Sawdust

The realtor forgot to tell me about the house under the house. It was a Tuesday and I walked through the door into a maroon room with a walnut table at its center. Oak floors, the realtor said. Probably original, from the 1960’s. She couldn’t remember the hands that went into digging the foundation, planing the studs, pouring the concrete. Just as I failed to inquire about who had lived here before I did, who trotted along the noisy boulevard two blocks west, before cars, before asphalt, before wagons, just dirt, feet, and horses. 

The bones of my house are made of pine, but there is more to remember.

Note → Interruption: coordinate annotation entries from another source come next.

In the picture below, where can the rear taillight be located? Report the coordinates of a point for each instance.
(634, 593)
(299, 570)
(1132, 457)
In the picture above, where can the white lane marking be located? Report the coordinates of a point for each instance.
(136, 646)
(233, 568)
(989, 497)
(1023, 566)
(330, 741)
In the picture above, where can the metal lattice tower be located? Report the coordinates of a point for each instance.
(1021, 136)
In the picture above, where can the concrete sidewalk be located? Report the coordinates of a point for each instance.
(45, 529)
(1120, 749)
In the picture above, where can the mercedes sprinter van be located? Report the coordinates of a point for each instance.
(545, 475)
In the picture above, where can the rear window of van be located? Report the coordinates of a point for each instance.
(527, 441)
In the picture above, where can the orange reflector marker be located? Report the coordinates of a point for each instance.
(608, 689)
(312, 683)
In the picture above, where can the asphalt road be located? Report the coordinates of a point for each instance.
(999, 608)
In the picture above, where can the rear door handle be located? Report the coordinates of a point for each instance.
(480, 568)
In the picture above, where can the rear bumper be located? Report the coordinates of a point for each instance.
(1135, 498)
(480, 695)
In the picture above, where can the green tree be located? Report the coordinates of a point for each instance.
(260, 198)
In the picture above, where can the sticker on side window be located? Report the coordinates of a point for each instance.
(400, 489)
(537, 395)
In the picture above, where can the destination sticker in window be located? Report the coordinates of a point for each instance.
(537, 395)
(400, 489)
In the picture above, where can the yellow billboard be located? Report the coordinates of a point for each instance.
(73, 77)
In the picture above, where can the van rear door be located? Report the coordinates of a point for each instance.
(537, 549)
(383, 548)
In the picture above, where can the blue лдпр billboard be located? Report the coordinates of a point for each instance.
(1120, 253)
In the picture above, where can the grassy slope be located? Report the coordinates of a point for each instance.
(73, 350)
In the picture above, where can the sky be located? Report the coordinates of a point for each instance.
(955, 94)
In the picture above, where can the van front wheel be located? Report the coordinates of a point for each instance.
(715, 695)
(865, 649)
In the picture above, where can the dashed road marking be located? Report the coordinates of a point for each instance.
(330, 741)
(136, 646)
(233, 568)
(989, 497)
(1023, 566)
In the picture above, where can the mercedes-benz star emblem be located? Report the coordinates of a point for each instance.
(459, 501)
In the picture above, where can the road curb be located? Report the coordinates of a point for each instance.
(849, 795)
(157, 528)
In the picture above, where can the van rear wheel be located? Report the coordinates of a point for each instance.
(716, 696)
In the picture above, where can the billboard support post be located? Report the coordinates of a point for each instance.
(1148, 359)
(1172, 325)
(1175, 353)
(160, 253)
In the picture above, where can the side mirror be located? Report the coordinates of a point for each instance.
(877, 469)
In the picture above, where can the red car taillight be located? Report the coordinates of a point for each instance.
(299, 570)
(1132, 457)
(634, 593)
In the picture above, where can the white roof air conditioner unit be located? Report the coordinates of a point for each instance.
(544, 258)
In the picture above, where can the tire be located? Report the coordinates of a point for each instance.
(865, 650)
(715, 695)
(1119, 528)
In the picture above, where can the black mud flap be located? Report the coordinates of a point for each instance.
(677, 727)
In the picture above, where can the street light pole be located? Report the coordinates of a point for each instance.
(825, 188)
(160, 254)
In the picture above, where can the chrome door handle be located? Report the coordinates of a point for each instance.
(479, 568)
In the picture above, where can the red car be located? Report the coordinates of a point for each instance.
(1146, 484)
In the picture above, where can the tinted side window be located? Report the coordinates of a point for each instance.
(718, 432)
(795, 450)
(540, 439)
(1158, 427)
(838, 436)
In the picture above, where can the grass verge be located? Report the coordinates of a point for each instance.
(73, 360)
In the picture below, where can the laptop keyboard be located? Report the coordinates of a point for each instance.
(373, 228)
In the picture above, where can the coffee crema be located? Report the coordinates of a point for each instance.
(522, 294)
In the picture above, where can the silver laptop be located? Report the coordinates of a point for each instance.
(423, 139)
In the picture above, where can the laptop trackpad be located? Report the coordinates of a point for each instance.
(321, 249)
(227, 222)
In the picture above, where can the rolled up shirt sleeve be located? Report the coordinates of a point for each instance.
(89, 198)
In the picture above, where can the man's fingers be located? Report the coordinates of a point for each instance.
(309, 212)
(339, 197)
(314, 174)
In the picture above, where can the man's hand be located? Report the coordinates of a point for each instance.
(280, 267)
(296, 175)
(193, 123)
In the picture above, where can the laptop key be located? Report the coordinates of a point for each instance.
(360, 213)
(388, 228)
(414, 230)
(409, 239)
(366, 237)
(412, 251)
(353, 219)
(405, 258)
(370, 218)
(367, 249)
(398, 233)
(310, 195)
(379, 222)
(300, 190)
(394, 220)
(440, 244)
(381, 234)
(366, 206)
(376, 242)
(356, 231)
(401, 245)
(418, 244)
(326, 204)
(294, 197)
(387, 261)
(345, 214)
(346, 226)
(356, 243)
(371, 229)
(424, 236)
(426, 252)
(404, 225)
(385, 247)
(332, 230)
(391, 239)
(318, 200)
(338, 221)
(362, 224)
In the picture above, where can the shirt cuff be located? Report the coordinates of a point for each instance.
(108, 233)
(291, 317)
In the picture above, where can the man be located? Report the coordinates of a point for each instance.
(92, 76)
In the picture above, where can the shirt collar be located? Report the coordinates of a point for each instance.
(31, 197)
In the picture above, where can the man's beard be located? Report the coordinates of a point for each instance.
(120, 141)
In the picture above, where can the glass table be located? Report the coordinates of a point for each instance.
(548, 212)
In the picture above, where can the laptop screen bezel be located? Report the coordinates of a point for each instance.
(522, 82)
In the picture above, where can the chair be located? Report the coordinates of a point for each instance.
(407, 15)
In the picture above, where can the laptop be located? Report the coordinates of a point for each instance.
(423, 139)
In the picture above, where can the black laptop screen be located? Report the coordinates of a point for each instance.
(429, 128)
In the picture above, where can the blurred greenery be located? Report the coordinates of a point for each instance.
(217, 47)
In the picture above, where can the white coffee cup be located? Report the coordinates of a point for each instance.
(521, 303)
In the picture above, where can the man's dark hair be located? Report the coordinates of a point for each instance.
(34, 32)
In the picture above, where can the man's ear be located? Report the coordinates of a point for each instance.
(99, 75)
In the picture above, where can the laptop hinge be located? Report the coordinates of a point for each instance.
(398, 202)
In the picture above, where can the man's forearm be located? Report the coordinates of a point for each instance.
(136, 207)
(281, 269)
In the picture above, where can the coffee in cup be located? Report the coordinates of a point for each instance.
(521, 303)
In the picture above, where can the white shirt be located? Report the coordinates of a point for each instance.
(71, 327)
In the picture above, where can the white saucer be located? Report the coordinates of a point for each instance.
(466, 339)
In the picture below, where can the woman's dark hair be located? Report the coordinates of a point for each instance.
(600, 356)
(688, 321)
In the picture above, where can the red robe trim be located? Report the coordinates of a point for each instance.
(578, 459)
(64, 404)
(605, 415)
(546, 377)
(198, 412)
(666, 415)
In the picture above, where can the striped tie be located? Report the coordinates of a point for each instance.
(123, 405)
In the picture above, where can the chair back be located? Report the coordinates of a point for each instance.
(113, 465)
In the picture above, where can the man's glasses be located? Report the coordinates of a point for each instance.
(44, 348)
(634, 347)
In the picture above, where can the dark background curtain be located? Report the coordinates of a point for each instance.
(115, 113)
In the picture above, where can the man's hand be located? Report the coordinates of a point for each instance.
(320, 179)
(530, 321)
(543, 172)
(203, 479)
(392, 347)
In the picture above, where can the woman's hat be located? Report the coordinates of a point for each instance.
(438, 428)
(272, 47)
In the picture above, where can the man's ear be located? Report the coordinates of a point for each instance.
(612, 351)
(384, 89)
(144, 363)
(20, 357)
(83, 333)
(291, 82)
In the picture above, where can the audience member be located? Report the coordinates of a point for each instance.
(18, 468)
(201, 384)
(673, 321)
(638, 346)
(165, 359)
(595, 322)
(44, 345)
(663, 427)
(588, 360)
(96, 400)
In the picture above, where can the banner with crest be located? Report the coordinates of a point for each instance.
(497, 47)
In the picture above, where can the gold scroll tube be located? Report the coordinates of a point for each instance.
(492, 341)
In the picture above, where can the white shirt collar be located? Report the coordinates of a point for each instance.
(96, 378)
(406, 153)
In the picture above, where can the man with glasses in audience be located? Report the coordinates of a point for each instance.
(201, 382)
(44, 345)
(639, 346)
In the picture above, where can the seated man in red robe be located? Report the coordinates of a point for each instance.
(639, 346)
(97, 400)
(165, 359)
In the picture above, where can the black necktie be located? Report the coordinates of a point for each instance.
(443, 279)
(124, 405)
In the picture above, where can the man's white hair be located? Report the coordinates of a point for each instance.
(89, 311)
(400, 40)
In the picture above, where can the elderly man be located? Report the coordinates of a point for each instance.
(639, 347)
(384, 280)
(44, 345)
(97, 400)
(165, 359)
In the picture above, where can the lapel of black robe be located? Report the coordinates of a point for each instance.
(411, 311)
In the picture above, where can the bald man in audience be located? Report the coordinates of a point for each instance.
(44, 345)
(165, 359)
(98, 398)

Those mountains they grew inside, their sugary phloem, burrowed roots, and monoecious cones. 

More than what their bodies once were, I remember what they became for my comfort. With blades their trunks were fractured. They all landed in a deafening thud. Pulled from their family, they were dismembered, lobbed, dragged by tractors, piled onto trucks, then shipped to the mill, for stripping. 

I remember the wooden walls of my house keeping the rain out and the warmth in. I don’t remember their fissures and crevices housing spiders or bats or crested tits.

My childhood house was all wood. The furniture too. Daily, trees buzzed through my father’s miter saw. He built koa tables and cherry thresholds and when he was finished, he blew away the dust. He never told me about howler monkeys swinging from a yellow elder or banyan roots squeezing life back into Angkor’s temples. Or the 4000-year-old bristlecone pine that held on when others couldn’t. I don’t remember asking him about photos of men sitting inside the gash of a redwood tree and where all of its life had been drained into.

Hiding in mahogany closets, this I remember. And getting onto my hands and knees to sniff fir floors for lost Lincoln logs. I don’t remember what shade the sky was the day the trees came down. Or the rabbits and squirrels that fled.

Felicity Fenton’s stories and essays have been featured in Fanzine, Split Lip Press, Wigleaf, Iowa Review, Pidgeonholes, Denver Quarterly, Masters Review, Passages North, X-R-A-Y, Northwest Review, New Delta Review, Pank, and others. Read more.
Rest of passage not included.